Dan ketika tugas itu diberikan kepadaku, aku masih tak percaya diri bisa melakukannya seperti mereka. Bisakah aku memegang amanah ini? Kurasa tugas itu tidak terlalu berat. Aku hanya bisa melakukannya dan aku ingin melakukan yang terbaik.
Hingga harinya pun tiba, hingga acaranya pun berlangsung, dan hingga acara itu selesai. Aku tidak akan pernah luput melihat setiap pergerakan mereka. Bukan hanya satu kali acara, melainkan lima hari di tiga minggu yang berbeda. Dan disetiap hari memiliki konsep yang berbeda-beda pula. Lihatlah bagaimana cara kerja mereka. Beberapa kali aku mendengar teriakan hati mereka, isi pikiran mereka, tingkah kelelahan mereka. Tapi lihatlah, mereka tidak pernah menunjukannya kepada para tamunya. Lihatlah hasil yang mereka dapat. Hampir sempurna..
Ketika hampir semua bantuan tenaga SDM tertarik dengan urusan yang lain, mereka tidak ingin merasa kurang. disitu Allah mengirim hamba-Nya yang jauh lebih kuat dan mengerti apa yang mereka butuhan. Allah telah gerakan hati orang-orang yang lebih untuk membantu mereka.
Ketika segala biaya yang dikeluarkan untuk semua keperluan, masing-masing dari mereka rela menyisihkan uang mereka. Tidak peeduli diakhir nanti akan dikembalikan atau tidak. Mereka tidak putus asa. Namun, Allah seakan senang dengan niat dan perilaku mereka. Sebab itulah, Allah gantikan uang mereka lebih dari cukup. Bahkan melebihi yang seharusnya mereka dapat. Dan disitu Allah kembali menguji mereka dengan uang yang yang melimpah itu. Lihatlah langkah mereka, Sungguh satu hal lagi yang membuatku kagum. Uang itu, mereka infakkan kepada yayasan yatim yang lebih membutuhkan. Niat itu semata-mata juga karena Allah. MasyaAllah... 
Dan ketika tidak bisa memberikan ilmu yang sesuai yang seperti mereka susun dan rencakan. Hampir terlihat putus asa di wajah mereka. Tapi apa yang terjadi ketika semuanya Allah yang berkehendak? Ternyata Allah telah memiliki rencana lain. Allah telah menyiapkan yang lebih baik. Saat itu aku ingat bahwa bukankah rencana Allah selalu lebih baik dari rencana yang dibuat hamba-Nya? Sungguh aku takjub akan kebesaran-Nya. Dari semua hal itu aku kembali berpikir ke awal. Sungguh sangat awal ketika kepanitiaan ini terbentuk, tujuan acara ini, dan output yang akan dihasilkan. Aku mengingat semuanya.
Panitia terbentuk karena Allah telah pilihkan. Tujuan acara ini semata-mata untuk berdakwah mengajak ke jalan-Nya.dan semata-mata karena Allah , agama ini akan di perjuangkan. Ini adalah sebuah acara tentang islam. ini adalah acara untuk menggerakan keder-kader baru untuk terus membela islam. Itulah sebabnya bagaimana semangat panitia untuk menyukseskan acara yang mulia ini? Bukan untuk mereka tapi untuk Islam.
Tahukah kamu bagaimana kerja mereka selama ini? Mereka selalu mengingatnya karena Allah. Mereka selalu meniatkannya karena Allah. Mereka selalu menyebutkan nama-Nya disetiap gerak langkah kaki mereka. Beristigfar 1000x, bertasmid dan berdzikir. membacakan surat Al Waqiah setiap hari, dan tak pernah lupa untuk bershalawat kepada Nabi saw disela-sela waktu mereka. 

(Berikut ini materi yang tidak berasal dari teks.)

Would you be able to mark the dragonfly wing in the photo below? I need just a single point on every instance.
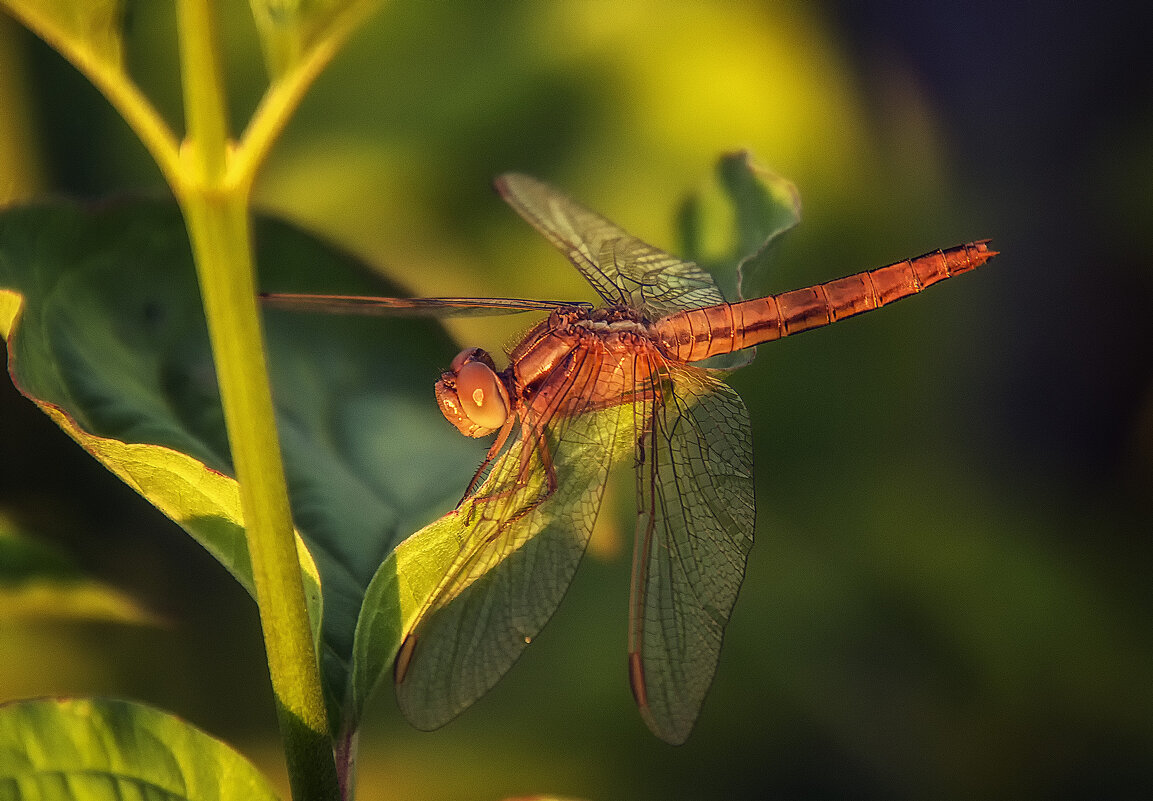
(620, 267)
(521, 548)
(409, 307)
(693, 537)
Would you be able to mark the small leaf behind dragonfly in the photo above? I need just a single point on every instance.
(731, 225)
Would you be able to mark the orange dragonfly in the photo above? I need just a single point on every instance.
(585, 387)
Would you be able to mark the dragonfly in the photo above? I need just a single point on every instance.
(588, 386)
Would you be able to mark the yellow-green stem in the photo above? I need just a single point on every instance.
(216, 212)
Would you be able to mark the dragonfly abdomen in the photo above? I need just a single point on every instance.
(699, 333)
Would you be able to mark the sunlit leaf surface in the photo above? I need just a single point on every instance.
(110, 341)
(88, 30)
(102, 749)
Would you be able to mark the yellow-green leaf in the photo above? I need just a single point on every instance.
(98, 749)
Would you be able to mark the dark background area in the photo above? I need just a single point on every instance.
(949, 596)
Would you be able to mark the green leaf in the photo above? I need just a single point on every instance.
(99, 749)
(110, 341)
(731, 225)
(38, 582)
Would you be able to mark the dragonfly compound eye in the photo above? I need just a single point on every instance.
(482, 397)
(472, 397)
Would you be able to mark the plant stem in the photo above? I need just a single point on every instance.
(216, 212)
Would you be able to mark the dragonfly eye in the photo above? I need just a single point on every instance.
(472, 395)
(482, 395)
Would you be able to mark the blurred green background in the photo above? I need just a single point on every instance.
(950, 591)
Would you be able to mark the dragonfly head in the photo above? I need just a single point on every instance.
(472, 395)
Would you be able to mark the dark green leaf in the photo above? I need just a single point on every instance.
(111, 342)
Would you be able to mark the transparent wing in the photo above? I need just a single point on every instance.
(620, 267)
(521, 548)
(409, 307)
(693, 536)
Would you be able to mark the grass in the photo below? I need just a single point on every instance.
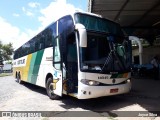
(5, 74)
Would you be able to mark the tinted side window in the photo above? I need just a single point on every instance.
(66, 25)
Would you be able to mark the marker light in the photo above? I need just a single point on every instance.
(90, 82)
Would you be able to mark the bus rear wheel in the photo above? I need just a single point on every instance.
(50, 90)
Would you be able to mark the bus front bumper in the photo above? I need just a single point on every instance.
(87, 92)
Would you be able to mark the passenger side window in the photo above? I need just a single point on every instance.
(56, 54)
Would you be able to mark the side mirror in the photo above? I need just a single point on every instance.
(82, 34)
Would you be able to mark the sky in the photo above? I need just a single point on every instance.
(20, 20)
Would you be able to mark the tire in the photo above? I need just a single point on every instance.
(49, 89)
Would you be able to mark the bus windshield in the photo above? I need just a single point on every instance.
(98, 24)
(105, 53)
(107, 49)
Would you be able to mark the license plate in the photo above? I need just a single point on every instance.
(114, 90)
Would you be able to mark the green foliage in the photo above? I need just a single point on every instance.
(6, 51)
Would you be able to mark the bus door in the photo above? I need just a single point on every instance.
(57, 63)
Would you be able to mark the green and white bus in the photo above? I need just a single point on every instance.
(81, 54)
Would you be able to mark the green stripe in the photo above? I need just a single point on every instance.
(34, 66)
(31, 66)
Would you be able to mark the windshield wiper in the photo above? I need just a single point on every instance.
(116, 60)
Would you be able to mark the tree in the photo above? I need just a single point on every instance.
(6, 51)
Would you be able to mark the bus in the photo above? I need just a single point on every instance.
(81, 54)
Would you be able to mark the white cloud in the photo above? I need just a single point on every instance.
(55, 10)
(16, 15)
(12, 34)
(27, 12)
(33, 4)
(23, 8)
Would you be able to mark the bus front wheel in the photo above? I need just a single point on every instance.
(50, 90)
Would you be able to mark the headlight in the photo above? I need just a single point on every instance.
(90, 82)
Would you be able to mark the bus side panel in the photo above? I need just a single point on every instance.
(45, 66)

Kemudian lihatlah keajaiban yang terjadi. Ilmu yang luar biasa bermanfaaat. memberikan kepribadian muslim yang seharusnya. Biaya yang terus bertambah dan menjadi surplus lebih dari yang diperkirakan. Hingga menuntun untuk dapat berbagi kepda yaayasan yatim. Dan satu hal lagi yang telah mereka dapatkan, yaitu tentang kebersamaan dan kekeluargaan.
Bukankah awalnya kita tidak saling kenal? Bagaimana mereka bisa terus percaya. Bukankah begitu banyak kekesalan yang mereka rasakan terhadap yang lain? Bagaimana bisa mereka mengatakan tidak apa-apa. Harusnya mereka marah, Tapi bagaimana bisa mereka tidak menanggapi itu dan masih tetap terus berlangkulan. Sering itu menggangguku. Tapi itulah salah satu hal yang juga membuatku semakin mengagumi mereka.
Niat mereka hanya karena Allah, oleh sebab itu mereka akan selalu percaya bahwa mereka juga tidak akan mampu untuk berjalan seorang diri tanpa berpegangan tangan. Saat itu aku juga belajar tentang kepercayaan dan kesetiaan.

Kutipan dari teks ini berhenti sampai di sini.